Converting “Mediation Only” to a Due Process Hearing
As of December 1, 2005
As of December 1, 2005 the petitioner may submit a written request to have a petition converted to a “Due Process” petition. This request may be submitted at any time after the initial petition is filed with the Office of Special Education Programs (OSEP). This procedure permits the stay put provision of the IDEA 2004 to remain in effect pending the outcome of the due process hearing.
The following procedure is implemented when a written request from a parent to convert a case from “Mediation Only” to one for “Due Process” is received by the Department:
A similar procedure will be followed when the district files for “Mediation Only” and then requests, in writing, that it be converted to a “Due Process” petition. However, when the district files for due process against a parent, the district is not required to conduct a resolution session. A representative from the OSEP will contact the parties to determine whether the parties will agree to mediation and if so, the representative will arrange for the mediation conference. If the parties do not agree to mediation the case will be immediately transmitted to the Office of Administrative Law (OAL) for a hearing.
Questions and Answers
What happens when a parent files for due process?
When a due process hearing request is received the district is given 30 days to resolve the matter before going to a hearing. The district must conduct a resolution session with the parents and the relevant members(s) of the IEP team who have specific knowledge of the facts identified in the request. The resolution session must include a representative of the district who has authority to make decisions on behalf of the district. The district may not include its attorney unless the parent is accompanied by an attorney. The resolution session must be held within 15 days of receiving the parents’ request. For an expedited due process hearing, the resolution session must be held within seven days of receiving the request.
In place of the resolution session both you and the district may agree to hold a mediation meeting conducted by a mediator from the OSEP. If the district agrees to mediation, a representative of the district must contact OSEP to facilitate the scheduling of the mediation.
If you wish to waive the resolution session and proceed directly to a hearing, both you and the district must agree in writing and forward the waiver to the OSEP.
What happens when a district files a petition against a parent?

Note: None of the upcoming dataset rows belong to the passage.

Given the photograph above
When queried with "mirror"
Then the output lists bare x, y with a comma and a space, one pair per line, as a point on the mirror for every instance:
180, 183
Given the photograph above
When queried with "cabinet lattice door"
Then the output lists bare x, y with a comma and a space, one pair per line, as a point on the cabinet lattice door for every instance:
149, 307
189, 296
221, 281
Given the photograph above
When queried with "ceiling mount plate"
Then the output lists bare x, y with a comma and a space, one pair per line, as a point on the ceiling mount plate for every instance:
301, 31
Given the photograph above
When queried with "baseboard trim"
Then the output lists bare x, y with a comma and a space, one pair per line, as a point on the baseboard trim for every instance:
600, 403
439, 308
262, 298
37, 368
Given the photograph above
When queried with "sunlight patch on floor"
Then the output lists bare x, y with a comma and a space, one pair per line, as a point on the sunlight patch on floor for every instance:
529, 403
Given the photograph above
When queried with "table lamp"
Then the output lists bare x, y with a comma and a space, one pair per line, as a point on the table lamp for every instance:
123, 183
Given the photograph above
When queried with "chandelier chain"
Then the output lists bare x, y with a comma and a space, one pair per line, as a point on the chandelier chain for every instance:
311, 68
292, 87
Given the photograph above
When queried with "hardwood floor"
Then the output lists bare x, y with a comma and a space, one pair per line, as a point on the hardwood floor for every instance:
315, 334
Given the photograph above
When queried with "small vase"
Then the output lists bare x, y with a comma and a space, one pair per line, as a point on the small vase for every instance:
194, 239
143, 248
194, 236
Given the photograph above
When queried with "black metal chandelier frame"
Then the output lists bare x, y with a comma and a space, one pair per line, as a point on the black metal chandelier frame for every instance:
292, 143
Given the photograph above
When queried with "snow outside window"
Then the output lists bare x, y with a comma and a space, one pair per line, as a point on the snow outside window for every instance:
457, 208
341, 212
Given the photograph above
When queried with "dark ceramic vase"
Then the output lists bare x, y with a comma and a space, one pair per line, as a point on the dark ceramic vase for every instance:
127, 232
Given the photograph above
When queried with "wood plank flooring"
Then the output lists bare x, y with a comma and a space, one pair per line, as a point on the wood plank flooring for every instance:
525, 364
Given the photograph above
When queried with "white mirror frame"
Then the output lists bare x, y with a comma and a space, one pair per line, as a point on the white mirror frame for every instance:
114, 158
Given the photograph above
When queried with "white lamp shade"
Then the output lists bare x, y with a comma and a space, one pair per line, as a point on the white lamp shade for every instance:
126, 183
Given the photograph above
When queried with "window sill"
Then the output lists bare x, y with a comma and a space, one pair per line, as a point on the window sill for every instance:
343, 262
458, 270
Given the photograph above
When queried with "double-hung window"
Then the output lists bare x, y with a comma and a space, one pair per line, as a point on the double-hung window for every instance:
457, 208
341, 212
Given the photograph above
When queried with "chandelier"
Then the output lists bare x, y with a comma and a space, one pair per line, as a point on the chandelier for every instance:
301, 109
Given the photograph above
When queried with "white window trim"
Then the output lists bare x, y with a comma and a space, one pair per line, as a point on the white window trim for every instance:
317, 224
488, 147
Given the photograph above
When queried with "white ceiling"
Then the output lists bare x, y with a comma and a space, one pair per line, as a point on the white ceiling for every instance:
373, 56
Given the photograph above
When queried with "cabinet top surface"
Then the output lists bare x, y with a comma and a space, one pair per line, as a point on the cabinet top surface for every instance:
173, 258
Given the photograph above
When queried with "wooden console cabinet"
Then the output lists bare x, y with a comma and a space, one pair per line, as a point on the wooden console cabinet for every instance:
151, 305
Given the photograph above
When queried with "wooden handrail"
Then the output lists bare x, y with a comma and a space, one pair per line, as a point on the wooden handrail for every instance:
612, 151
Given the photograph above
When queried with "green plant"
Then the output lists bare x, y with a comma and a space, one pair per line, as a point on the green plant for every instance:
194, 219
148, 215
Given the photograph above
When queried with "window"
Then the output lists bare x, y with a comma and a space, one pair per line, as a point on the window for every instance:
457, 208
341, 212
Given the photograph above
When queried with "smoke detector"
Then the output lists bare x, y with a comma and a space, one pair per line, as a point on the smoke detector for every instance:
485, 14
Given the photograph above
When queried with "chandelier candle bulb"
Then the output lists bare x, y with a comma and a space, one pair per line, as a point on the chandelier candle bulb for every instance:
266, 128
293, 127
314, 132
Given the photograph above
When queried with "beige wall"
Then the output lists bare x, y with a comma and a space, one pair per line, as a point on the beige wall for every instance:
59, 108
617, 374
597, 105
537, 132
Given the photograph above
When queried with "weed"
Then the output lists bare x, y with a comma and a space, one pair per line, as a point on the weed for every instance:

When the district files for due process against a parent resolution sessions are not held. Instead, a representative from the OSEP will contact the parties to determine whether the parties will agree to mediation and if so, the representative will arrange for the mediation conference. If the parties do not agree to mediation the case will be immediately transmitted to the Office of Administrative Law for a hearing.
Does a parent or district have to respond to a petition filed for due process?
When a parent requests a due process hearing or an expedited due process hearing the district must send a written response to the parent within 10 days of receiving the petition and, is some cases, may have to send the parents written notice with respect to the issues in the petition.
When the district requests a due process hearing the parent must send a response that specifically addresses the issues raised in the request for due process. The response must be sent to the district superintendent or board attorney within 10 days of receipt of the request for a due process hearing.
May the petition be challenged by the receiving party?
Yes. The receiving party (district or parent) may claim that the petition does not meet the requirements of law and therefore, the petition is not sufficient. The receiving party has 15 days to challenge the petition by notifying the OSEP, in writing, that the petition is not sufficient. The sufficiency challenge will be forwarded to the Office of Administrative Law (OAL) within five days of receipt and the administrative Law Judge (ALJ) will determine whether the petition meets the requirements of law. If the petition is deemed insufficient the ALJ may dismiss it completely or allow the party to amend the petition. If the petition is deemed sufficient the timelines will continue. If the petitioner is allowed to amend the petition the timelines will continue from the time the ALJ deems the petition sufficient.